At the risk of getting ahead of ourselves, we can probably get a better feel for this data, however, by calculating both its mean and its standard deviation (another useful concept from statistics) and plotting a histogram (a nice way to visualize some data sets).

R makes doing these three things (and so many other things) exceedingly easy, as seen below.

Note, in the commands below, a # indicates a comment meant for humans and all text to the right of this symbol is ignored by R.

> mean(rivers)
[1] 591.1844
> sd(rivers)    # sd() is a function which finds standard deviations
[1] 493.8708
> hist(rivers)  # hist() is a function which plots histograms

Data From Other Sources

I know what you are thinking -- what if you want to examine some data that's not automatically provided with R?

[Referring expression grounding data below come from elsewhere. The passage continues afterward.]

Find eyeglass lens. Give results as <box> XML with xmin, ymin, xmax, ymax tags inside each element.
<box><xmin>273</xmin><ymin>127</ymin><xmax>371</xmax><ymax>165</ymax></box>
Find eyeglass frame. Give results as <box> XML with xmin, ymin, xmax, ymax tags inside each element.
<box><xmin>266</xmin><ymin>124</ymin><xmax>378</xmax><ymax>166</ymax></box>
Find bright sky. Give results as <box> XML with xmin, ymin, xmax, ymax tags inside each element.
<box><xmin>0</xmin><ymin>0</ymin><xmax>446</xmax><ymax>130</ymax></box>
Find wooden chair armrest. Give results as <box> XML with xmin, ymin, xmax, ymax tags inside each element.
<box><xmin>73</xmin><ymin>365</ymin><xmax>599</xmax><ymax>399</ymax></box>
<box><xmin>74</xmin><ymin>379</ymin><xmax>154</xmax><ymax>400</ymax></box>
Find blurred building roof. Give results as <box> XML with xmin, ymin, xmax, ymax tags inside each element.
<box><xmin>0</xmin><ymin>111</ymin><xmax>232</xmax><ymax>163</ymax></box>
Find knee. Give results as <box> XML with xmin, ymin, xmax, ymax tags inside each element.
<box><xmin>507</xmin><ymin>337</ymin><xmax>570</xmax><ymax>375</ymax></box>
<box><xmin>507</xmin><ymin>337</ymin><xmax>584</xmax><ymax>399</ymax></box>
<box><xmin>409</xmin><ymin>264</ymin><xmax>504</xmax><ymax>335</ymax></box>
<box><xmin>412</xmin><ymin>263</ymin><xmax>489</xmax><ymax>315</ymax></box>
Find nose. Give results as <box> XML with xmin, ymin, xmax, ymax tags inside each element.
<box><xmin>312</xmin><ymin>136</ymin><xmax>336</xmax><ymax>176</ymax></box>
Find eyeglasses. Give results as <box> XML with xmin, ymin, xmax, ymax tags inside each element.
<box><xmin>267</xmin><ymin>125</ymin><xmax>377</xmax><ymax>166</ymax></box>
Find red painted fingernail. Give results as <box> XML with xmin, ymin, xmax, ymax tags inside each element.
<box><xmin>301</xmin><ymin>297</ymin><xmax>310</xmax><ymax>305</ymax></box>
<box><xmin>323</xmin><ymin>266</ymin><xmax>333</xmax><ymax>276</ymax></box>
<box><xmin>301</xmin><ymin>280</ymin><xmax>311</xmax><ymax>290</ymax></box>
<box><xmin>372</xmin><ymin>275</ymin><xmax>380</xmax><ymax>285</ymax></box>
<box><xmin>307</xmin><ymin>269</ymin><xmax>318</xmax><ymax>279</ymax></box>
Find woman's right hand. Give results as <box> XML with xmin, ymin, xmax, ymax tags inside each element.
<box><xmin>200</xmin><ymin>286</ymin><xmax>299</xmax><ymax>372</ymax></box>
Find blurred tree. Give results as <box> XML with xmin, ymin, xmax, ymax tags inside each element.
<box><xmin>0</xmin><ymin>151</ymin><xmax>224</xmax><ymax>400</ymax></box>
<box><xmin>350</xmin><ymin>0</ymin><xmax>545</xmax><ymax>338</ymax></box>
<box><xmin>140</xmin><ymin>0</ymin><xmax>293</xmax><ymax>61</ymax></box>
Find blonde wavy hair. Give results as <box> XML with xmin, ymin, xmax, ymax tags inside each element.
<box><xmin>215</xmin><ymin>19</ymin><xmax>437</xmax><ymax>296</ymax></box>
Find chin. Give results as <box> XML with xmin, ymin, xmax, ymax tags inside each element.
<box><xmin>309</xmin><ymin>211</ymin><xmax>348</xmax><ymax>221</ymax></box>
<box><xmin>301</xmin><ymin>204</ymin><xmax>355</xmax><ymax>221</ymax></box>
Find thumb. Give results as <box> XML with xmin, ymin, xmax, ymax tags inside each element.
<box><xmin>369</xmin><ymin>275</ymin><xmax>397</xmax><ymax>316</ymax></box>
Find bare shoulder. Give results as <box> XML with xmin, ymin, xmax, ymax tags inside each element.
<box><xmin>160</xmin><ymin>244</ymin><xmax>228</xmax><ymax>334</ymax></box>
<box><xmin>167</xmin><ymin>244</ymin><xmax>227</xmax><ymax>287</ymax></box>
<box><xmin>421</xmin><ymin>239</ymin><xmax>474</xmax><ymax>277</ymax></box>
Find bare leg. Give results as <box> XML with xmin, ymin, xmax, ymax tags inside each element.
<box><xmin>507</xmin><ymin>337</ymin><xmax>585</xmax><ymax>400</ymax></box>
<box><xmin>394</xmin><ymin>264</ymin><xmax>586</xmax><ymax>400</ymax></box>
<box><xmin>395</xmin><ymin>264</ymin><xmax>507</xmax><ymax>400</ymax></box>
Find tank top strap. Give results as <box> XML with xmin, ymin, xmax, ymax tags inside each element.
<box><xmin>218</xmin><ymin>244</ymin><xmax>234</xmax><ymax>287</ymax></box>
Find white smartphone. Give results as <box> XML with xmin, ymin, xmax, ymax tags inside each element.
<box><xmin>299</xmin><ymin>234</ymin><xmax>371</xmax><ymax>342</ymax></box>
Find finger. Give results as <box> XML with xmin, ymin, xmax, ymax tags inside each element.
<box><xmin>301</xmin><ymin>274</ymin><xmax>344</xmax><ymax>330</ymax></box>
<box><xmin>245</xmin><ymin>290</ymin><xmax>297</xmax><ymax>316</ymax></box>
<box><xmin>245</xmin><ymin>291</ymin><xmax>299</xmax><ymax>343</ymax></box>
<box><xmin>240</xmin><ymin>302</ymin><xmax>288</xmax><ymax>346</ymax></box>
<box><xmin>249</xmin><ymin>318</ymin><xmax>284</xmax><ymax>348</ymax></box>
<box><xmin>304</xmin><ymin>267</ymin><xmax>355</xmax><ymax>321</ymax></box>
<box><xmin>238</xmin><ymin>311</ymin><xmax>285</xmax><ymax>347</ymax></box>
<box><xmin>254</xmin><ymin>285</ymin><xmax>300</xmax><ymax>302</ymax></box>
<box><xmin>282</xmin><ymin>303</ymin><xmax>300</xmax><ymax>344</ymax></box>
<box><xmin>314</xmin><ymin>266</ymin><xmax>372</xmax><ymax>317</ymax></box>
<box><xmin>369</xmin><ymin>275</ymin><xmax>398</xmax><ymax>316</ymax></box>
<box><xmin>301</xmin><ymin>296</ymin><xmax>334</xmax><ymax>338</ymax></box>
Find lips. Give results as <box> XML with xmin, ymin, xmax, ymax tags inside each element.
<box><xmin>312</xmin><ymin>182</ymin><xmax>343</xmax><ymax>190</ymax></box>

We'll answer this question more fully later -- but for now, if you just want to store a list of numerical values you found on the web somewhere into a vector so you can do all the things we just did to the rivers data set, don't worry -- there's a really easy way to do it!

We can use the scan() function, as shown in the example below:

Suppose you come across the following data set on the web, and wish to use it in R:

230, 146, 54, 463, 75, 377, 346, 77, 430, 30, 247, 251, 225, 488, 87, 424, 356, 80, 45, 171, 232, 466, 89, 209, 259

To store this data in a variable $x$, simply do the following:

  1. Select all of the values and use "Ctrl-C" or "⌘-C" as appropriate, to copy the data from the webpage.

  2. Then, noting that commas separate the values, type the following in R:

    x = scan(sep=",")
    

    Note: if there were no commas, you can just use x = scan().

  3. A new prompt of "1:" will be shown.

    > x = scan(sep=",")
    1: 
    

  4. Use "Ctrl-V" or "⌘-V", as appropriate to then paste the data in R, and hit "Enter".

  5. At this point R will display some number other than 1, followed by a colon.

    > x = scan(sep=",")
    1: 230, 146, 54, 463, 75, 377, 346, 77, 430, 30, 247, 251, 225, 488, 87, 424, 356,
    80, 45, 171, 232, 466, 89, 209, 259
    26: 
    

    The "26" above tells you that R has scanned 25 values and is waiting on you to type more if you wish, or to indicate that you are done by hitting "Enter" a second time. We have no more data, so hit "Enter" a second time.

  6. That's it! Your data is now stored in the variable $x$.

Quitting the Program

We've just scratched the surface of R, but that will do for now.

If you are working in R-Studio, you can quit the program in the normal way (i.e., select "Quit RStudio" from the menu). Alternatively (especially if you are working with R in a console or other environment) -- you can simply type q() at the prompt.

In both situations, however, you will be asked if you wish to save your workspace image. If you answer in the affirmative, all of the variables with which you have been working will be automatically loaded, so you can pick up right where you left off...